2. Don’t buy stocks that are trading above the offering price. I know this sounds like a no-brainer, but look at Imclone (IMCL). Bristol-Myers (BMY) made an offer for the company on July 31st for $60/share. Since then, Imclone has been trading at a $4 premium as many company insiders including Carl Icahn, Imclone’s maverick Chairman, feel that the company is substantially undervalued. But if the Microsoft/Yahoo! deal can fall through, so can this one. And who’s to say that Bristol-Myers will raise the ante or that another suitor is waiting in the wings with a better offer? What with my crystal ball in the shop, this deal is just too risky for me.

3. Be careful of contingency deals. Those are the ones like the recent APP Pharmaceutical (APPX)/Fresenius SE (FMS) deal where FMS agreed to pay $23/share for APP plus as much as a $6 premium if certain financial milestones are met. The contingency amount will not be made until the second quarter of 2011, three years from now! I don’t know about you, but I’m not interested in waiting around until then especially since there are no guarantees that the milestones will be met.

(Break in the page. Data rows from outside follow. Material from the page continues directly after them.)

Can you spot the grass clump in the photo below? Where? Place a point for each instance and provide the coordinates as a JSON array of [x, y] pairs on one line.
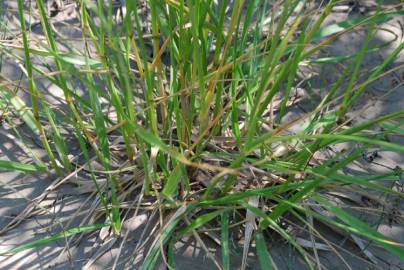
[[187, 106]]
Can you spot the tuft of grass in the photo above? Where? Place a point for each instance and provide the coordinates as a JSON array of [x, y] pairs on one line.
[[191, 92]]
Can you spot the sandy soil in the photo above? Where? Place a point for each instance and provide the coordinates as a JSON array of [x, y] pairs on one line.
[[52, 214]]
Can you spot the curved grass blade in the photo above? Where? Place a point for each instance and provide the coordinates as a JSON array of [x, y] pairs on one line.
[[47, 240]]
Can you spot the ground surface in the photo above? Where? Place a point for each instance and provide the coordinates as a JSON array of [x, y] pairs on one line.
[[50, 216]]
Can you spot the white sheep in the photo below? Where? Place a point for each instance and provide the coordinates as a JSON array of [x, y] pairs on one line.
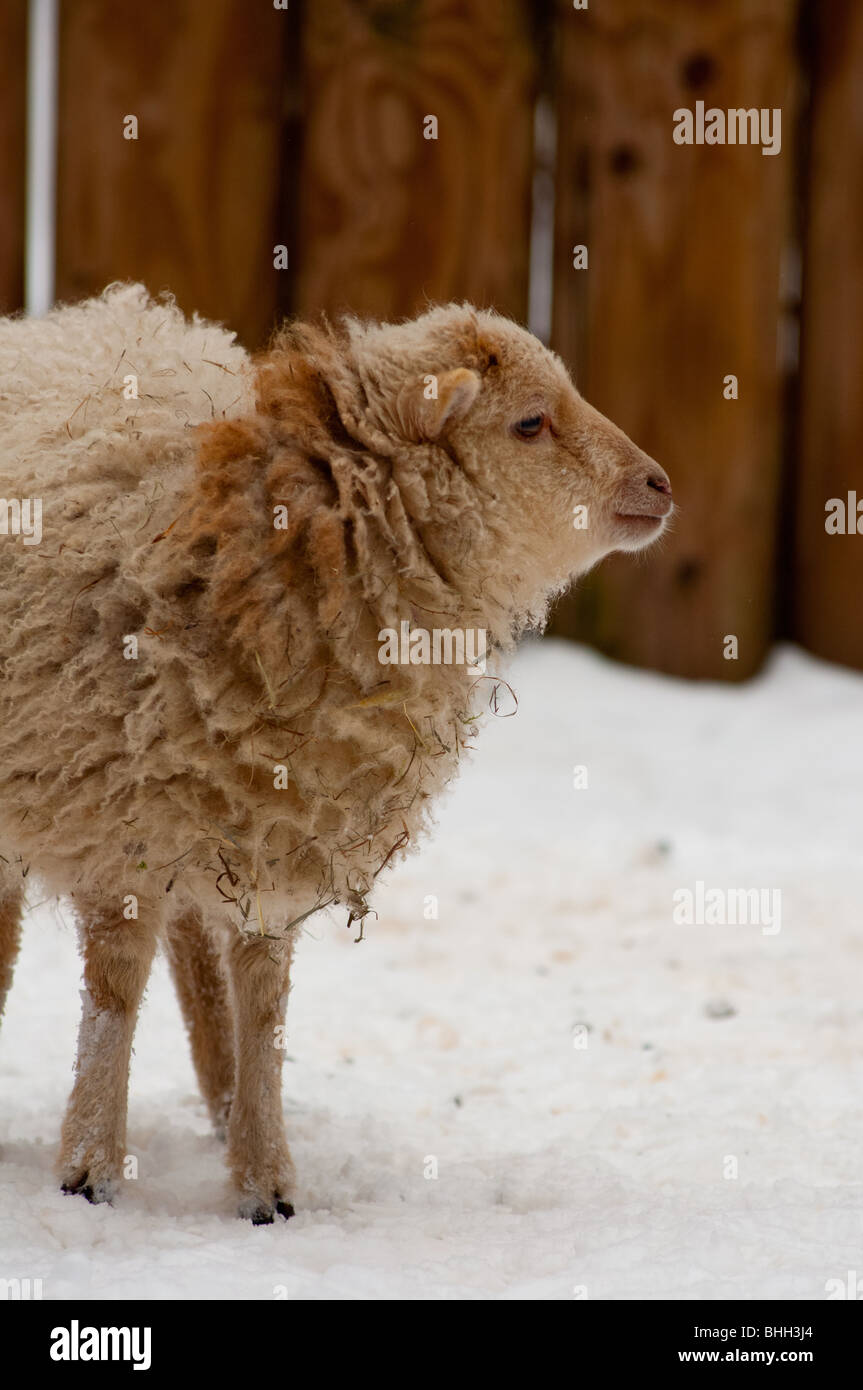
[[203, 731]]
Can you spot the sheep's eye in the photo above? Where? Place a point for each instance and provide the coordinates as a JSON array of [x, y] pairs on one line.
[[531, 427]]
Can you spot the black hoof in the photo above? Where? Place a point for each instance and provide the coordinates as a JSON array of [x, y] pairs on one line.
[[266, 1215]]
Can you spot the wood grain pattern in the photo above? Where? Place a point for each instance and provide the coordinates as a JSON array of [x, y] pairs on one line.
[[828, 569], [681, 289], [193, 203], [13, 145], [391, 218]]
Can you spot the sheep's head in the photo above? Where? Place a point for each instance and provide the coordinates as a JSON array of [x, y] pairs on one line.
[[503, 406]]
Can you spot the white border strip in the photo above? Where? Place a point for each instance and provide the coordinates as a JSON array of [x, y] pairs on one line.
[[40, 154]]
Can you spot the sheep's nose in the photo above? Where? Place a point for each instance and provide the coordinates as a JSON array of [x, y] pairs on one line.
[[659, 481], [645, 491]]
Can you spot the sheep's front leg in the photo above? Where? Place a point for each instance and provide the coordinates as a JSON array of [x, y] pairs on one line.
[[203, 997], [259, 973], [10, 940], [117, 959]]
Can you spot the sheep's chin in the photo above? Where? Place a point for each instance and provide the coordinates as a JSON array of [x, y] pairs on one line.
[[635, 533]]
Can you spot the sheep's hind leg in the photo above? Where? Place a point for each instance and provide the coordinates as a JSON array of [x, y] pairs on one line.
[[259, 972], [10, 938], [203, 997], [117, 958]]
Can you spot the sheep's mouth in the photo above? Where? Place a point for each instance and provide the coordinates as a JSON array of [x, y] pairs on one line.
[[646, 519]]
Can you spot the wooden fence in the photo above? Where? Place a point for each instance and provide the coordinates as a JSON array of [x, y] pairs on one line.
[[305, 128]]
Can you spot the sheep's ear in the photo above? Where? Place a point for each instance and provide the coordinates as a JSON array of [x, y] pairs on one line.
[[430, 403]]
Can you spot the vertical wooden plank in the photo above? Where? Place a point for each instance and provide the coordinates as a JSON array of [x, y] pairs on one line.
[[828, 567], [13, 146], [192, 203], [681, 291], [389, 218]]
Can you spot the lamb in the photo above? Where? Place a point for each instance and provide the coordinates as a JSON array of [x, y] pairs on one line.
[[200, 741]]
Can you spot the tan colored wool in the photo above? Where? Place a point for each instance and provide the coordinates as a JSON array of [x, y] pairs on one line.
[[409, 496]]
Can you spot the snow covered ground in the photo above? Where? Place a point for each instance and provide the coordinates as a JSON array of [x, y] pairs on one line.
[[585, 1073]]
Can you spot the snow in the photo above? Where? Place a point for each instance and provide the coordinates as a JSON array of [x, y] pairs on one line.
[[564, 1171]]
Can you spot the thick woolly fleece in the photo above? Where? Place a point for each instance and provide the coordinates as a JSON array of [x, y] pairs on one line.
[[256, 627]]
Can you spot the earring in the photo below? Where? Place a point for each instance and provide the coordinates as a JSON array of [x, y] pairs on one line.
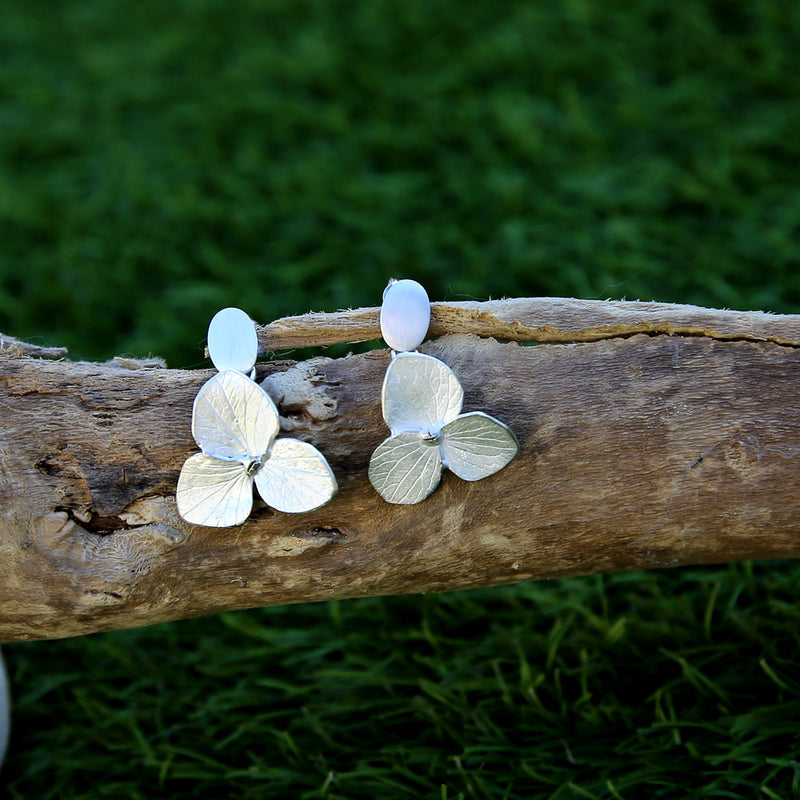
[[421, 402], [235, 424]]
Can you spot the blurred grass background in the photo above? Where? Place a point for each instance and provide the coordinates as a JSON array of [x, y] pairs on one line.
[[159, 161]]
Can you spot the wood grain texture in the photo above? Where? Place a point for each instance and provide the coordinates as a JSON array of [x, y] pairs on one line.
[[637, 451]]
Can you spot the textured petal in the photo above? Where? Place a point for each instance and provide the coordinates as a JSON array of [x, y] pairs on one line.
[[232, 340], [420, 393], [234, 418], [476, 445], [295, 478], [405, 468], [213, 492]]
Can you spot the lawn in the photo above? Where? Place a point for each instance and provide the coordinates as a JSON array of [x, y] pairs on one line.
[[159, 161]]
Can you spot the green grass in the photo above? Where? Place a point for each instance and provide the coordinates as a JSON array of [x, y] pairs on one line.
[[674, 685], [161, 160]]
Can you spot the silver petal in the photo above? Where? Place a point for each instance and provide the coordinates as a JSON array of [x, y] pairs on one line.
[[405, 468], [232, 340], [234, 418], [295, 478], [405, 315], [215, 493], [420, 393], [476, 445]]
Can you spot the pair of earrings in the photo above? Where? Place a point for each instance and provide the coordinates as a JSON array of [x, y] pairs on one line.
[[235, 423]]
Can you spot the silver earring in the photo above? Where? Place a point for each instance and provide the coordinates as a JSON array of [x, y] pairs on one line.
[[421, 401], [235, 424]]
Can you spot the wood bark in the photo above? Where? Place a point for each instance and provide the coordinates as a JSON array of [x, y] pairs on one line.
[[651, 436]]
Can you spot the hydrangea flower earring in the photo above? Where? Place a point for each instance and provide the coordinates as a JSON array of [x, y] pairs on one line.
[[235, 424], [421, 401]]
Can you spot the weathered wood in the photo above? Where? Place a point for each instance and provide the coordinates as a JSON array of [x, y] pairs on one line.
[[542, 320], [637, 451]]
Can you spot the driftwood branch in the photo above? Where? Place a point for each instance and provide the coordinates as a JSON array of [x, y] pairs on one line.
[[668, 435]]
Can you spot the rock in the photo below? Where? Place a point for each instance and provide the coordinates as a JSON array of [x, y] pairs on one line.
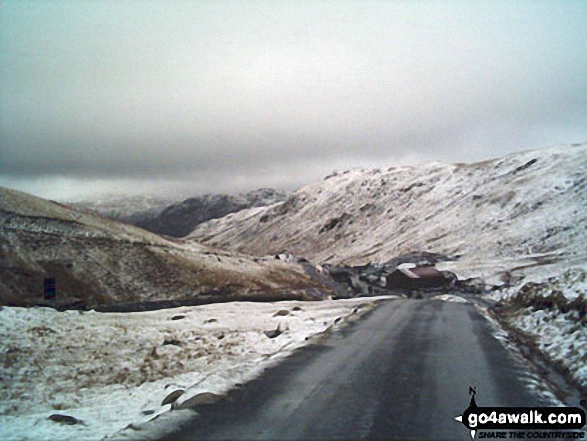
[[172, 397], [171, 342], [133, 427], [275, 333], [65, 419], [202, 399]]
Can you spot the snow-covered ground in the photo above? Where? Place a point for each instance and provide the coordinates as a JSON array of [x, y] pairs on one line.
[[553, 315], [520, 215], [112, 370]]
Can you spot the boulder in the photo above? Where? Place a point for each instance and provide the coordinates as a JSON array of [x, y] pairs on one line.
[[172, 397], [65, 419]]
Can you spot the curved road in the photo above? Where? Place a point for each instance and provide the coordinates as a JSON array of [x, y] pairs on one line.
[[403, 372]]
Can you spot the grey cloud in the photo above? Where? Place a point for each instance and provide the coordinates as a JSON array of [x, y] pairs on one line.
[[233, 95]]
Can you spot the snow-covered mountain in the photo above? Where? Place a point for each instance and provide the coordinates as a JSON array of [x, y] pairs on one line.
[[96, 260], [126, 208], [177, 217], [522, 214], [180, 219]]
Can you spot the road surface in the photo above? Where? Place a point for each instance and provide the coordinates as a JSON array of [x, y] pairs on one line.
[[403, 372]]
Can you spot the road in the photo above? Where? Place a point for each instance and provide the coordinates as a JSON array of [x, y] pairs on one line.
[[403, 372]]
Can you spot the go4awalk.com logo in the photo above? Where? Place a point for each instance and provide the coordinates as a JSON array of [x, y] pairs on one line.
[[523, 422]]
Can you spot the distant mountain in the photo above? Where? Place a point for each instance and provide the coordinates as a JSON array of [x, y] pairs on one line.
[[131, 209], [517, 215], [98, 261], [178, 218]]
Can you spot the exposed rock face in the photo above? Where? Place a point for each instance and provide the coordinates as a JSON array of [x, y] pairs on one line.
[[178, 219], [519, 213]]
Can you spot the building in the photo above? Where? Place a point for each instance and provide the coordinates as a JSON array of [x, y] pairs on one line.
[[419, 277]]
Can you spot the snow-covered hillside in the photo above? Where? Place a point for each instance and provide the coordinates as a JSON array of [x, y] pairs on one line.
[[127, 208], [178, 220], [96, 260], [114, 371], [177, 217], [524, 214]]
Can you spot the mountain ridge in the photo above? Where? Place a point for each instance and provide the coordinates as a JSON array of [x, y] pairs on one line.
[[99, 261], [515, 213]]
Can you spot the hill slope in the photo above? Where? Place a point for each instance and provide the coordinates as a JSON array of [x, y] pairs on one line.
[[516, 213], [178, 218], [96, 260]]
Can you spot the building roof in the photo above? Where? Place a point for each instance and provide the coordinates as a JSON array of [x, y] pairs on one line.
[[421, 272]]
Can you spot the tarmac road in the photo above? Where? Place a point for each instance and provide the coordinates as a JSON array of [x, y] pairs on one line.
[[403, 372]]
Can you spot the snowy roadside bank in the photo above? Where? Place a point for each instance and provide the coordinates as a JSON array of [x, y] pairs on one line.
[[552, 315], [112, 370]]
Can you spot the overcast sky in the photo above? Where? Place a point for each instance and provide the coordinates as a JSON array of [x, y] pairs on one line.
[[208, 96]]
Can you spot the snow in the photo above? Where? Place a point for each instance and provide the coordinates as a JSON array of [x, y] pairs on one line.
[[559, 331], [522, 214], [110, 369], [450, 298]]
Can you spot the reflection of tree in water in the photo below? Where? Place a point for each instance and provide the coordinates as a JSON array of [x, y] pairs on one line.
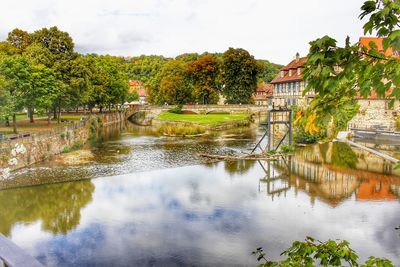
[[57, 206], [238, 166], [343, 155]]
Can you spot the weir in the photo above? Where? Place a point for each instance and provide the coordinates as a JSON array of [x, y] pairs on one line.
[[275, 116]]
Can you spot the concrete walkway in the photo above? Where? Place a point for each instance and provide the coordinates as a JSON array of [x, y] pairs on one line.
[[342, 138]]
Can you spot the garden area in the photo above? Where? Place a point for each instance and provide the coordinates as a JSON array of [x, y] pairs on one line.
[[213, 119]]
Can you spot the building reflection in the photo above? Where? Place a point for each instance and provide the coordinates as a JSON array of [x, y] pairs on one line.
[[332, 173]]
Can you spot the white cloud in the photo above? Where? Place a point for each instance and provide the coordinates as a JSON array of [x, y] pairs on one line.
[[274, 30]]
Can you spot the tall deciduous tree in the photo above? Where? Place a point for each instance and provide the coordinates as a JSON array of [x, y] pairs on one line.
[[339, 74], [174, 86], [19, 39], [204, 74], [239, 72]]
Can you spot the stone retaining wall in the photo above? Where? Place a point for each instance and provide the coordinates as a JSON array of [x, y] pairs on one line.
[[16, 154], [375, 113]]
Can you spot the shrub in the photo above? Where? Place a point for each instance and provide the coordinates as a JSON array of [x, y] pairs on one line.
[[77, 145], [66, 149], [177, 109], [287, 149], [271, 152], [311, 251]]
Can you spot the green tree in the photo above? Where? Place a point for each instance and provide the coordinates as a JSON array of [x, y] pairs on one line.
[[204, 74], [109, 82], [19, 39], [239, 72], [16, 81], [175, 87], [311, 252], [58, 42], [339, 74], [268, 71]]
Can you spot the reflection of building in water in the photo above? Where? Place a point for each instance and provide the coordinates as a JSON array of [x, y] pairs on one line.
[[377, 189], [333, 172]]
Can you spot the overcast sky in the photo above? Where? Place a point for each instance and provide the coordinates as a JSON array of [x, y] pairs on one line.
[[273, 30]]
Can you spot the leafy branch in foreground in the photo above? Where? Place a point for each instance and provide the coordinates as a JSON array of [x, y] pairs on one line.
[[310, 251], [340, 74]]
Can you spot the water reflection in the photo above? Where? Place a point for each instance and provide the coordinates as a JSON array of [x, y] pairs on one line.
[[333, 172], [186, 212], [200, 215], [56, 206]]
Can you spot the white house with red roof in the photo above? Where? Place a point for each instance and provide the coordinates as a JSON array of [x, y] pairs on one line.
[[137, 86], [289, 84]]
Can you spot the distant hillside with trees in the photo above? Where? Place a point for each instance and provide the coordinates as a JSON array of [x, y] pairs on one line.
[[41, 72]]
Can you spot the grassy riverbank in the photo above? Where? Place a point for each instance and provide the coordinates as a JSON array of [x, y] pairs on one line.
[[203, 119]]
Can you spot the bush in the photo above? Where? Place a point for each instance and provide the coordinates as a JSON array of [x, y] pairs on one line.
[[177, 109], [287, 149], [77, 145], [271, 152], [66, 149], [311, 251]]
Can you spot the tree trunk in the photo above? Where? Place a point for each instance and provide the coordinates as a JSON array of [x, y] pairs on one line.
[[30, 114], [49, 117], [15, 123], [59, 115]]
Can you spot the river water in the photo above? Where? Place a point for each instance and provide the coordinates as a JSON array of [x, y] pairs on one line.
[[150, 200]]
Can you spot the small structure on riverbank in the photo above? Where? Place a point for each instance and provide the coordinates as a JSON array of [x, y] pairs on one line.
[[275, 116]]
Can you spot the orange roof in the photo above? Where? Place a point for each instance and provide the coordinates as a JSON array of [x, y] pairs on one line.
[[263, 91], [293, 66], [365, 42]]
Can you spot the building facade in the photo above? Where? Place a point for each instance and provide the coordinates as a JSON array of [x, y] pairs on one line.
[[137, 86], [263, 94], [289, 85]]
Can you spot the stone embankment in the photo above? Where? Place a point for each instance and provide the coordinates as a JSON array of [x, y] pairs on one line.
[[20, 153]]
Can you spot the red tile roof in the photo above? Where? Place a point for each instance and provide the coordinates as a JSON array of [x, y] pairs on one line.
[[365, 41], [263, 91], [293, 66]]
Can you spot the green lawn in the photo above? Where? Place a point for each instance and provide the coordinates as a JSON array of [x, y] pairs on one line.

4. Read the news on both the acquirer and the acquiree. If there’s any potential sticking points–hostile takeovers and regulatory concerns spring to mind–then it’s best to hold off. Look how long it took the XM/Sirius merger to clear their anti-trust issues.

5. Check to see if the acquiree will be posting dividends before the deal closes. This will not only affect the current price of the stock but also your expected returns.

6. Do the math. Make sure that you’ll be getting a decent rate of return. This is another no-brainer but one that some may overlook. If you estimate a 4% return on the deal but it’s not expected to close for a year, this is not a great trade. You could probably do better putting your dough in a CD or a treasury.

That’s about it for now. M&A activity has been understandably slow what with vacations, the Olympics, and the anemic market, but I expect it to pick up once the Wall Street honchos return to their corner offices.